The data on the content of IP6 in dough were expressed per wet weight (i. e. the dry content is higher), and even at the end of the fermentation it exceeds iron inhibitory levels. The reduction in IP6 taking place during dough fermentation with commercial baker's strains has been shown to be almost exclusively due to plant phytases present in the flour. A constitutively expressing yeast strain is desirable.

It has further been demonstrated herein an apparent preference for IP6 over pNPP when these were given together. In Nayaini et al. , Nayini et al. (1984) The phytase of yeast. Lebensm. Wiss. u-Technol. 17,24-26. yeast phytase and phosphatase were purified from a total biomass extraction of a Baker's yeast cake. The distinction between phytase (which is a phosphatase, for which one of the substrates is phytate) and phosphatase activity was that a phosphatase was able to hydrolyze alpha-glycerophosphate but unable to hydrolyze IP6. The purified phytase was assessed for substrate specific activity using 11 different phosphorous sources.

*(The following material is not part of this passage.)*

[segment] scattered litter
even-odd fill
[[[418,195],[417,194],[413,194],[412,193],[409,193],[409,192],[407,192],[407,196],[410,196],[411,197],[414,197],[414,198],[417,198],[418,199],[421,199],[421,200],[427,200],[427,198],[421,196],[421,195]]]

Phenyl-phosphate was one of these and the specific activity with this substrate was 40 times higher than for IP6. The data set forth above,

shows virtually no degradation of pNPP until IP6 is depleted. Even at six times higher pNPP concentration the data indicate an inhibition of pNPP hydrolysis by IP6. Although the yeast phytase is not one single enzyme the activity was shown to be very precise in regard to the position on the inositol ring to be hydrolyzed, consistent with previous data on one commercial baker's strain, Turk et al. (2000) Inositol hexaphosphate hydrolysis by baker's yeast. Capacity, kinetics, and degradation products. J. Agric. Food Chem. 48, 100-104. This specificity, the so-called 3-phytase activity, was true for all yeasts tested, including such different wild isolates of S. cerevisiae including those from fish intestine and clinical isolates of human pathogens, as well as for all deletion strains. Accordingly, the modified strains can be used to efficiently produce highly specific isomers of lower inositol phosphates.

In addition to the Saccharomyces phytase work we are screening non- Saccharomyces yeasts for the possibility of finding novel enzymes with desirable properties. Tested species are primarily from tropical-and cactus origin. Desired properties are high temperature optimum and/or a specificity yielding different isomers as compared with S. cerevisiae. So far, all tested species and strains have shown phytase activity. However, biochemical properties of the different enzymes have not yet been examined.

In addition to S. cerevisiae, other yeast species that are capable of expressing phytase can be transformed to exhibit increased phytase activity.

Although the present invention has been shown and described with respect to several preferred embodiments thereof, various changes, omissions and additions to the form and detail thereof, may be made therein, without departing from the spirit and scope of the invention.